VAST Data is making data reduction improvements to get its per-TB cost down to nearline disk levels and looks set to plunge below that level with coming hardware and software changes.
The company supplies a Universal Storage software product that provides file and S3 storage on certified hardware configurations from partners such as Avnet. The hardware is based on a single data tier of QLC (4bits/cell) NAND with a storage-class memory tier for metadata and buffering incoming writes.
CMO and co-founder Jeff Denworth presented to an IT press tour in Silicon Valley in June and talked about software changes that are going to increase the capacity of VAST’s Universal Storage systems.
The company’s software implements a disaggregated shared everything (DASE) architecture in which stateless compute nodes can see all of the NVMe SSD capacity. The average VAST customer has 12PB (raw) of flash capacity. Data reduction using similarity hashes is used to increase effective capacity.
On average VAST reckons it has a 3:1 data reduction ratio across its installed systems, which would give the average customer 36PB of effective capacity.
He said VAST recently added adaptive chunking – meaning variable block length – to its data reduction system. Denworth said VAST ran internal testing. It thinks the combination of similarity hashing and adaptive chunking gives it a 30 to 70 percent advantage over Data Domain; PowerProtect in Dell’s new branding. The 70 percent number came from storing and reducing Commvault backup files for some SQL Servers.
Version 4.4 of VAST’s software will add data-awareness which will apply specific reductions to particular types of data, such as integers and floating point numbers. If the reduction algorithm knows that a certain piece of data is a floating point number then it can reduce it more than if it was undifferentiated data. This could be applicable to VAST storage being used in market data, life sciences and data warehouse applications.
VAST has seen an additional 25 percent data reduction in testing and believes there is more to come. A slide suggest this is worth $100,000 per petabyte – a huge saving with multi-petabyte systems. Denworth said VAST will supply specific compression algorithms for imagery and other file formats in the future, again looking to produce higher reduction ratios for these data types.
This is similar in concept to Ocarina’s content-aware file and image compression product technology which could compress image types previously thought incompressible. Dell bought Ocarina in 2010 and it’s not clear if Ocarina technology is used by the PowerProtect deduping algorithms. Denworth agreed there were parallels with Ocarina’s technology.
He thinks VAST will grow the average data reduction ratio to 4:1 to 5:1 across its fleet this year.

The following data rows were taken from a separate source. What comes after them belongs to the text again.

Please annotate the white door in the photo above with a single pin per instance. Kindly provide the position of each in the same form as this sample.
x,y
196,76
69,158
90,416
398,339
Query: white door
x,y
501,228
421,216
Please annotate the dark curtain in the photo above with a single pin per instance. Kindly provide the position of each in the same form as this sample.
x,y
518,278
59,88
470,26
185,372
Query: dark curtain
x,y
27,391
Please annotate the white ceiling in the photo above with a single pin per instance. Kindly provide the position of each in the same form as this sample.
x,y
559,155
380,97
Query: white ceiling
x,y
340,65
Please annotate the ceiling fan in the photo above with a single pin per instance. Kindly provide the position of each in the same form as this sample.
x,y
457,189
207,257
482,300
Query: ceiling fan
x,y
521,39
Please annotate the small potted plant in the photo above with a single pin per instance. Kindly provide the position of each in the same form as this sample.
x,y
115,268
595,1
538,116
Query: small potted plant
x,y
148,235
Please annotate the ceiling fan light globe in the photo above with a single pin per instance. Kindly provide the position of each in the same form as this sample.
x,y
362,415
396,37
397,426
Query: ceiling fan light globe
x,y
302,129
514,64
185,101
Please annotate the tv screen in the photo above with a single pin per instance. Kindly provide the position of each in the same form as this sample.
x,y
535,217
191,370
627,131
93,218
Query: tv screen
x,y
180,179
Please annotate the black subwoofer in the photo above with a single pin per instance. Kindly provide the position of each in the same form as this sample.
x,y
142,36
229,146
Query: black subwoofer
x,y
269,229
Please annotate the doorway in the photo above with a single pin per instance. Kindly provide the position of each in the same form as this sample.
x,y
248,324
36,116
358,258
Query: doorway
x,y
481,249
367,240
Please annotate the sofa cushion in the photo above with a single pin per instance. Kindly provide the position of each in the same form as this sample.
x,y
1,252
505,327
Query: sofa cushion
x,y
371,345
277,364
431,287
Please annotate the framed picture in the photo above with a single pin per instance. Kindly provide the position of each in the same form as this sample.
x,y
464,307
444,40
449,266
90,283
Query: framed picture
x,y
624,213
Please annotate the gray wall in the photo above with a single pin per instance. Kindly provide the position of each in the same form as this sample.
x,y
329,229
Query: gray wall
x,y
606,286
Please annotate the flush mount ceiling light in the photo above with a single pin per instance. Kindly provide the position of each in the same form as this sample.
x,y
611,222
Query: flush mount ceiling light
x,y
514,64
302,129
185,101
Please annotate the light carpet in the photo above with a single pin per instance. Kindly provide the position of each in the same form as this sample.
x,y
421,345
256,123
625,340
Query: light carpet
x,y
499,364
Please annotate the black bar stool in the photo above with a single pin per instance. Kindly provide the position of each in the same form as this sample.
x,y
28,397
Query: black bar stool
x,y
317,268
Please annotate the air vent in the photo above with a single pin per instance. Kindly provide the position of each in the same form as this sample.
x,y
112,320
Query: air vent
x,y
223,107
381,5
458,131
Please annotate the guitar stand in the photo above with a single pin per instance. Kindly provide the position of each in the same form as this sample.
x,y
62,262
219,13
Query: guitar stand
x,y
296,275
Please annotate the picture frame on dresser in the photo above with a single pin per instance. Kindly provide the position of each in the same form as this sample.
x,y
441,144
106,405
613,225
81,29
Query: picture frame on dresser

This will enable it to match or even beat nearline HDD $/TB.
Asked about PLC (5bits/cell) flash Denworth said this will provide another 20 percent cost reduction. As 3D NAND layering goes to 200+ then you get an additional added cost reduction benefit that will compound with PLC. We think this will mean VAST $/TB will go below nearline HDD cost and that could happen in the 2024/2025 period.
This could provide a huge boost to VAST Data storage use, particularly for fast restores of cold data.